Die Verleihung des Karl-Dedecius-Preises 2024
„Freude an Schönheit und Wissen um Schrecklichkeit“
Der wichtigste deutsch-polnische Kulturpreis – zum 11. Mal vergeben
Von Christian Weise
„Als Übersetzer darf man nicht besonders eitel sein“, gleichzeitig ist die Aufgabe des Übersetzens von zwei „über“ geprägt, einer überaus langen und überaus ausdauernden Tätigkeit, so Prof. Dr. Peter Oliver Loew, der Direktor des Deutschen Poleninstituts (DPI). In einem Tandem wurden am Freitagabend in der Darmstädter Stadtkirche eine polnische Übersetzerin und ein deutscher Übersetzer für ihre herausragenden Übersetzungsarbeiten mit dem Karl-Dedecius-Preis gewürdigt.

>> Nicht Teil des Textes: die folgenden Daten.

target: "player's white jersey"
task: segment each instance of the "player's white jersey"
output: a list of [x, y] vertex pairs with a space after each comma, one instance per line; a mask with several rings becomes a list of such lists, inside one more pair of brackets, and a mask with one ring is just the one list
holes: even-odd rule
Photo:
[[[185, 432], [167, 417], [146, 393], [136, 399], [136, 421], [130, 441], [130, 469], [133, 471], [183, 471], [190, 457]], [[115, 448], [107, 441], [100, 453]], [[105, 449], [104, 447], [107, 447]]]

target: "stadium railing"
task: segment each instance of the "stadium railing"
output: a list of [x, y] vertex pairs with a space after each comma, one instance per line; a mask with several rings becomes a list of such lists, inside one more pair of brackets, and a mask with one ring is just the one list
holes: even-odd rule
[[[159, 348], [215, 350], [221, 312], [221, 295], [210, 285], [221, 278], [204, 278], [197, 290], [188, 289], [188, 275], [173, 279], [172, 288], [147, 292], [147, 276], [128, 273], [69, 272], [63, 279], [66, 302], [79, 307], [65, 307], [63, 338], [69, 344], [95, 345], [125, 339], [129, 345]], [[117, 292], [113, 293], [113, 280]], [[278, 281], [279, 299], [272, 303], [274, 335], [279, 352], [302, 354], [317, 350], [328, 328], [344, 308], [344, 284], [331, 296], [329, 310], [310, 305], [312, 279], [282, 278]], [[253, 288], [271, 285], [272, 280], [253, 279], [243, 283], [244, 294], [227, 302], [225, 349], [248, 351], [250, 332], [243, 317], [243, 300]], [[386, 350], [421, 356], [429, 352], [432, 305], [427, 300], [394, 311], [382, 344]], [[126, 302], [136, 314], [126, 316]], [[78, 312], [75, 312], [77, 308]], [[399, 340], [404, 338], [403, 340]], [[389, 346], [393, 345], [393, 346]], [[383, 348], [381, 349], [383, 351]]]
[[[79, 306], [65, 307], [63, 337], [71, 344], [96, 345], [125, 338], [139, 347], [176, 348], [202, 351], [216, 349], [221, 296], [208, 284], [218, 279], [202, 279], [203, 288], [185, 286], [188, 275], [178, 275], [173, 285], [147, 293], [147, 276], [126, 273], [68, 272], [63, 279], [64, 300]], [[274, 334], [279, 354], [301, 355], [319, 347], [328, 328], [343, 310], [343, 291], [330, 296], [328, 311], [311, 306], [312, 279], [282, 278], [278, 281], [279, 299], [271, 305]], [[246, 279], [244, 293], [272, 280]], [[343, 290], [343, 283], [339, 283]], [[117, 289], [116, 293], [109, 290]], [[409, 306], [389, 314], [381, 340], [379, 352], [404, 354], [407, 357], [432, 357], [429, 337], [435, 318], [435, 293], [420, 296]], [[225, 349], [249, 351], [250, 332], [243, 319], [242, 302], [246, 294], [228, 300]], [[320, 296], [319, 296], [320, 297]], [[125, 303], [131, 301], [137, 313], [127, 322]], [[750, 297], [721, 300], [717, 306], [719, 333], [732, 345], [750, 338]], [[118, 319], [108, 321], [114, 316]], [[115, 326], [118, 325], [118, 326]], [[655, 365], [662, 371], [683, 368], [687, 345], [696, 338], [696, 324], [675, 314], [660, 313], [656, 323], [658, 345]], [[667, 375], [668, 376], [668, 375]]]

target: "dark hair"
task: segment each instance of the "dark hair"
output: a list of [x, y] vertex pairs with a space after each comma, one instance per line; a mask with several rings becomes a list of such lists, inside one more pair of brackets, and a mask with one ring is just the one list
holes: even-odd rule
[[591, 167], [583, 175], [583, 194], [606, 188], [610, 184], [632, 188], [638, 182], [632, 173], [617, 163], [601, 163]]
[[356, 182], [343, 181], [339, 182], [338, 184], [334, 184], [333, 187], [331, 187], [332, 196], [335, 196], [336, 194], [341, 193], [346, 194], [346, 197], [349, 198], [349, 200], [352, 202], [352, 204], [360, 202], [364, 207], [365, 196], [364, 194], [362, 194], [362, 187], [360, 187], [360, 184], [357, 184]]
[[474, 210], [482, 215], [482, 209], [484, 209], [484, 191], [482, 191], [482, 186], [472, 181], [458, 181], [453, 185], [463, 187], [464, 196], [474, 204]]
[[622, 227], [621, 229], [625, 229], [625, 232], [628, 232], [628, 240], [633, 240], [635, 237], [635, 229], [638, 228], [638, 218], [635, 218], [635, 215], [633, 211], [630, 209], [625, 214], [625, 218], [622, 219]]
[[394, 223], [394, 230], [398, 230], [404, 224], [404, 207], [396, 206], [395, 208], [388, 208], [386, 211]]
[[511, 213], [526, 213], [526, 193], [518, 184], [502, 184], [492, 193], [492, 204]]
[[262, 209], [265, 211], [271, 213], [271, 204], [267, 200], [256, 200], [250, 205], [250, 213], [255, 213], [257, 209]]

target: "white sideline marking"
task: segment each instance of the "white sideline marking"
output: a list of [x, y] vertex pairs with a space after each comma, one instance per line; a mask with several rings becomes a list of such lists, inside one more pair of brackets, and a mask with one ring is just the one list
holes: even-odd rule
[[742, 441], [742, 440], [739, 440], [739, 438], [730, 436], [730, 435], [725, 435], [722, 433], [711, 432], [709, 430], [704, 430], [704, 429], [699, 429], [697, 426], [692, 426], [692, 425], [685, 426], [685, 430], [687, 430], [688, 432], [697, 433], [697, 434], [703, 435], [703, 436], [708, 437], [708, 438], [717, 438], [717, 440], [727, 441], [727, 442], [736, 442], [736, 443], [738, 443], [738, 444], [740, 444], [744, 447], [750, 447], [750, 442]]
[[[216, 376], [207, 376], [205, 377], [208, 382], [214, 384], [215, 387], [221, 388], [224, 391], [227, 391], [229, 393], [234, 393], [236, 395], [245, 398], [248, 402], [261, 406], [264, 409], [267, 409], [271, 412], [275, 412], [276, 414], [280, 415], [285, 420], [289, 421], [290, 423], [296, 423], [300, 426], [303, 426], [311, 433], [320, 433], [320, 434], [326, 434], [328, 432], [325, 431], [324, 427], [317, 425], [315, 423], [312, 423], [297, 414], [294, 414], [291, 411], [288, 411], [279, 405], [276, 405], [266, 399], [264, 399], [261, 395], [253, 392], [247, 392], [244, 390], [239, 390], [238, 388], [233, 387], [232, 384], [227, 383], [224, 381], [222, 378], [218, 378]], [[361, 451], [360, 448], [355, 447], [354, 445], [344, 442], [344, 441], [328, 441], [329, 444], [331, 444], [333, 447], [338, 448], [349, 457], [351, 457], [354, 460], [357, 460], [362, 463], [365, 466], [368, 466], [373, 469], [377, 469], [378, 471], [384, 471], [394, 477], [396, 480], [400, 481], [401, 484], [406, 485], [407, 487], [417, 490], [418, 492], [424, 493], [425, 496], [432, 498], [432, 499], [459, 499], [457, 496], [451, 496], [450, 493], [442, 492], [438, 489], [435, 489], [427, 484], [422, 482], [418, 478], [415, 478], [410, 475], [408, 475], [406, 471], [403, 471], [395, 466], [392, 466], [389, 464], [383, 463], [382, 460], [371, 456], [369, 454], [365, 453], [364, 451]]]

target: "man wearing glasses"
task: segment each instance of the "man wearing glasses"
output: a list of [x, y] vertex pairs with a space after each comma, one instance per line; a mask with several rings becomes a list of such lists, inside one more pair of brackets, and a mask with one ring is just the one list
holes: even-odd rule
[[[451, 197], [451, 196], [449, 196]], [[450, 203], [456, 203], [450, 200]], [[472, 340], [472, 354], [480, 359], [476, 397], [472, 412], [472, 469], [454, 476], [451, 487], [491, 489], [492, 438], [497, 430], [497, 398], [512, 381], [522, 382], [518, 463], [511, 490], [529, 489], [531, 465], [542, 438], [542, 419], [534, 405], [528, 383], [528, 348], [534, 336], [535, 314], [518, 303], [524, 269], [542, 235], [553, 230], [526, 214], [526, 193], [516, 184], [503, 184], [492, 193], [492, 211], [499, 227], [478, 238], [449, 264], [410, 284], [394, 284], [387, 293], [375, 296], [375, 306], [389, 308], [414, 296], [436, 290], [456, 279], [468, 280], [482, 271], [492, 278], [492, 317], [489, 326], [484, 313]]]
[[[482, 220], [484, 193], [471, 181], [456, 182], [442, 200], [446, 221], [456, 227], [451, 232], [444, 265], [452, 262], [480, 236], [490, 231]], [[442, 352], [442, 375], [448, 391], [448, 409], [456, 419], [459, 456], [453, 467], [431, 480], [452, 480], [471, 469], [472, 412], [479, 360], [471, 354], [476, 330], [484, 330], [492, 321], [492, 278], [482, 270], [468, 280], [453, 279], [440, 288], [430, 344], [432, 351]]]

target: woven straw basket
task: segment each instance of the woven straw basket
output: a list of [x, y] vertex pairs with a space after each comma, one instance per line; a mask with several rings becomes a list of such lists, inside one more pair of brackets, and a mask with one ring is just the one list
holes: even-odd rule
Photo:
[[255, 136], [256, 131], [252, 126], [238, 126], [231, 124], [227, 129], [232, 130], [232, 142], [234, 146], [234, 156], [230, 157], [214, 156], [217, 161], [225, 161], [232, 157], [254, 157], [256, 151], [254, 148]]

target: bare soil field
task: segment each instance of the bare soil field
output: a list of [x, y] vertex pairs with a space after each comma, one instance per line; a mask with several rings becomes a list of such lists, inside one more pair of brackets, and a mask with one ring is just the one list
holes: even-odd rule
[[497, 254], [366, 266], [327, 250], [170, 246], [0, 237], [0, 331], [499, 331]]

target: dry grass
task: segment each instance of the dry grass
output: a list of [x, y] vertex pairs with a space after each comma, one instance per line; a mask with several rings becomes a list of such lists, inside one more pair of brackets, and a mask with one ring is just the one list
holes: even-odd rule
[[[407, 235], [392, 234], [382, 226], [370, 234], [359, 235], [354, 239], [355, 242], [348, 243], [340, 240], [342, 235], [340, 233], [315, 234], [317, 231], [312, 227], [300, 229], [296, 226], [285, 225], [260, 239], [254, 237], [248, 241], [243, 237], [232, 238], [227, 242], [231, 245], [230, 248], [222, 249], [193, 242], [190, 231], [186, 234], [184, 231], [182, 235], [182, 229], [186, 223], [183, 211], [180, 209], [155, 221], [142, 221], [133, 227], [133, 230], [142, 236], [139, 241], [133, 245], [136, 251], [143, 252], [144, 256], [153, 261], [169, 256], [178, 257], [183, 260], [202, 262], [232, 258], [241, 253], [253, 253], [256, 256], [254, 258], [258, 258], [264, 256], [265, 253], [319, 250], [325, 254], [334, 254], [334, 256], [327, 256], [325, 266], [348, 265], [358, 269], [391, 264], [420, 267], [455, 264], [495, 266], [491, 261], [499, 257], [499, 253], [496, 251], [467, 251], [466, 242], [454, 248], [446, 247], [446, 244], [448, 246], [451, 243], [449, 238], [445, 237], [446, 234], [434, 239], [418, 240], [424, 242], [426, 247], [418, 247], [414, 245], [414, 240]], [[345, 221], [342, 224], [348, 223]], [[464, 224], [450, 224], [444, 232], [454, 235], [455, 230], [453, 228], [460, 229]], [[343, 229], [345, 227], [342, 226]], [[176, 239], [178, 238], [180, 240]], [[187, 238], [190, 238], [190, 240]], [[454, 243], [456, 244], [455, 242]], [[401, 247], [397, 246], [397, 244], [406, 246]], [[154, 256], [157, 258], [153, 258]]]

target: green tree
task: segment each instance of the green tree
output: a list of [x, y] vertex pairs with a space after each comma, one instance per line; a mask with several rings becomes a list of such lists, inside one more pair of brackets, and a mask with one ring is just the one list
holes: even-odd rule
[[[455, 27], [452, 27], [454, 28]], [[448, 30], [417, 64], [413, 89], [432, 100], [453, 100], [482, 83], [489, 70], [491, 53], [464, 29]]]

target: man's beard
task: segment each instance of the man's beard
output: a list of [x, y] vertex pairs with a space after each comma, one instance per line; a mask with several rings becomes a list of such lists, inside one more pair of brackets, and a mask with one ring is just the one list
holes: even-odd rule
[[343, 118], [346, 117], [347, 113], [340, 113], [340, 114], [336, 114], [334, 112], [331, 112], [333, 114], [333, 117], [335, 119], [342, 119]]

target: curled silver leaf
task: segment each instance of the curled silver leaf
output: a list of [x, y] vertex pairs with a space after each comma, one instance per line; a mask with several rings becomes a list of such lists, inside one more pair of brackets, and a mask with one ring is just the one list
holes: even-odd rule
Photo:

Der Direktor des Deutschen Poleninstituts in Darmstadt Peter Oliver Loew, Foto: Christian Weise
Die polnische Preisträgerin, Urszula Poprawska wurde vom ehemaligen deutschen Außenminister Heiko Maas vorgestellt und ausgezeichnet. „Als Außenminister kennt man den Wert von Übersetzern“, sein Eindruck heute sei: „Man hat sich einander schon lange nicht mehr verstanden – man werde daher also mehr Übersetzer brauchen!“
Der ehemalige Außenminister Heiko Maas als Laudator weiß, wovon er spricht: mehr Übersetzer braucht das Land!, Foto: Christian Weise
Urzula Poprawska habe mit über 50 übersetzten Büchern, darunter zuletzt auch Arthur Koestlers Sonnenfinsternis, Asfa Wossen-Asserates Biografie von Kaiser Haile Selassie, zahlreichen theologischen Werken, darunter Bücher des großen Theologen Hans Urs von Balthasar, bei ihren polnischen Lesern einen großen Anklang gefunden.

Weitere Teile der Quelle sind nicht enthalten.